Four stories surfaced in the last week or so that suggest some answers to that nagging question in our industry: What is the Future of Publishing?
Squint, and you might see the vague outlines of what magazines and books may turn into in this increasingly multi-platform world.
1. The Industry Standard is back—with an online betting pool.
The magazine that
chronicled the Internet explosion and then fizzled along with it in 2001 has been reborn, not in print but on the Web only. Its centerpiece is a prediction market, using ersatz “Standard Dollars,” that aims to tap the wisdom of the Standard’s crowd of expert readers and commentators.
If the market becomes a reliable trend-spotter for the tech industry, this could be a killer app. True, that’s a big “if.” Whatever happens, we think it’s a creative attempt at an online extension for a brand that many believed had petered out. (Check out PPX, another magazine-related prediction market, at Popular Science’s site; it covers “the future of science and technology.” Simon & Schuster set up its own market, Media Predict, to spot ideas for books, recordings, and other media products that are likely to succeed; we wrote about it last year.)
More details on the Industry Standard’s market and comments from Derek Butcher, vice president and general manager, are at Tech Crunch and the New York Times.
2. Here comes a unified, multi-platform book delivery system.
Writing about Amazon’s plans to purchase Audible, Brad Stone at Bits thinks this is a real possibility:
“How about a service that allows you to seamlessly switch from reading a book on your digital device to listening to the same book read aloud as you get in the car, or if your eyes are tired, or if you simply want to hear a crucial scene acted out? And then switch back to the printed page?”
3. Cell phones are reading magazines.
Wired, Billboard, and Car and Driver have all recently published bar codes within the pages of their magazines in an effort to kick start their “mobile initiatives.” Why? It’s much easier to get cell phone users to tune in to related material if they don’t have to manually type in those pesky Web addresses. Car and Driver’s efforts are among the most ambitious so far, as FolioMag.com:
reports at
“Car and Driver published more than 400 barcodes in its annual Buyer’s
Guide in late December. Each car in the guide had a corresponding
barcode linking to a microsite with pictures, reviews and a link to the
full road test…”
4. And now, a platform to publish physical objects.

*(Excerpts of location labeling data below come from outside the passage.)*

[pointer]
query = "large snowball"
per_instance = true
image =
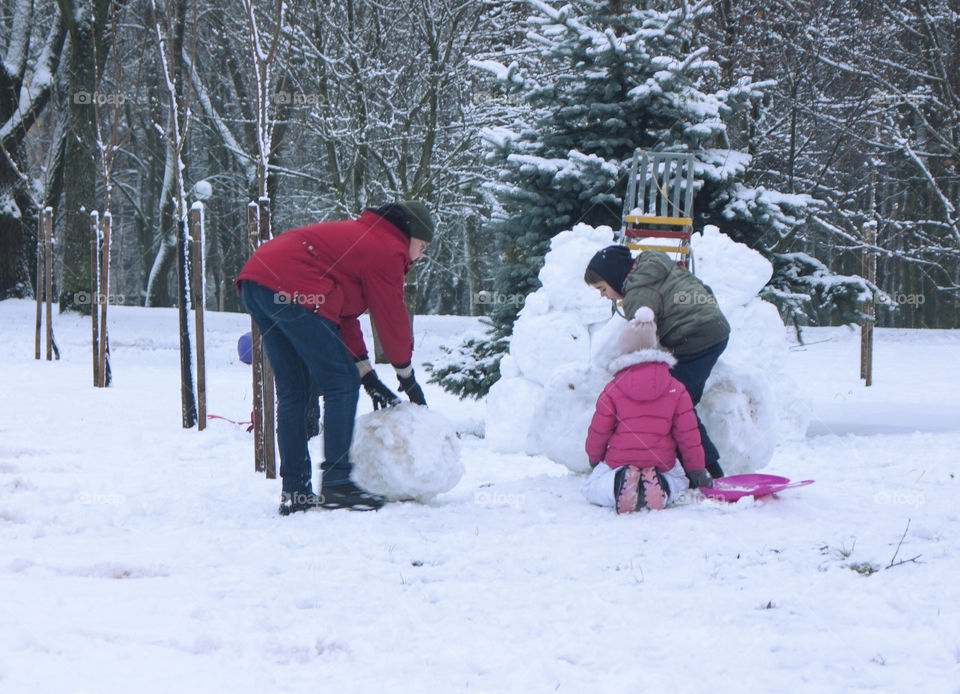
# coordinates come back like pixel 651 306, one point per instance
pixel 541 343
pixel 510 406
pixel 564 413
pixel 738 409
pixel 407 452
pixel 735 272
pixel 562 273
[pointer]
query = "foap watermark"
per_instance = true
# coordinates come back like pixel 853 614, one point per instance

Three-dimensional printers—something in the neighborhood of Star Trek’s transporter or replicator—have been used for a while now by aerospace and race car engineers, doctors, and artists. So reports materials scientist Mark
Miodownik in the Independent.As the technology continues to grow more sophisticated, it’s not hard to envision the emergence of companies that enable their customers to “print out” a whole variety of physical objects: call them 3-D publishers. All right, maybe you have to squint a little harder to see it. But that’s what they told Gutenberg, isn’t it?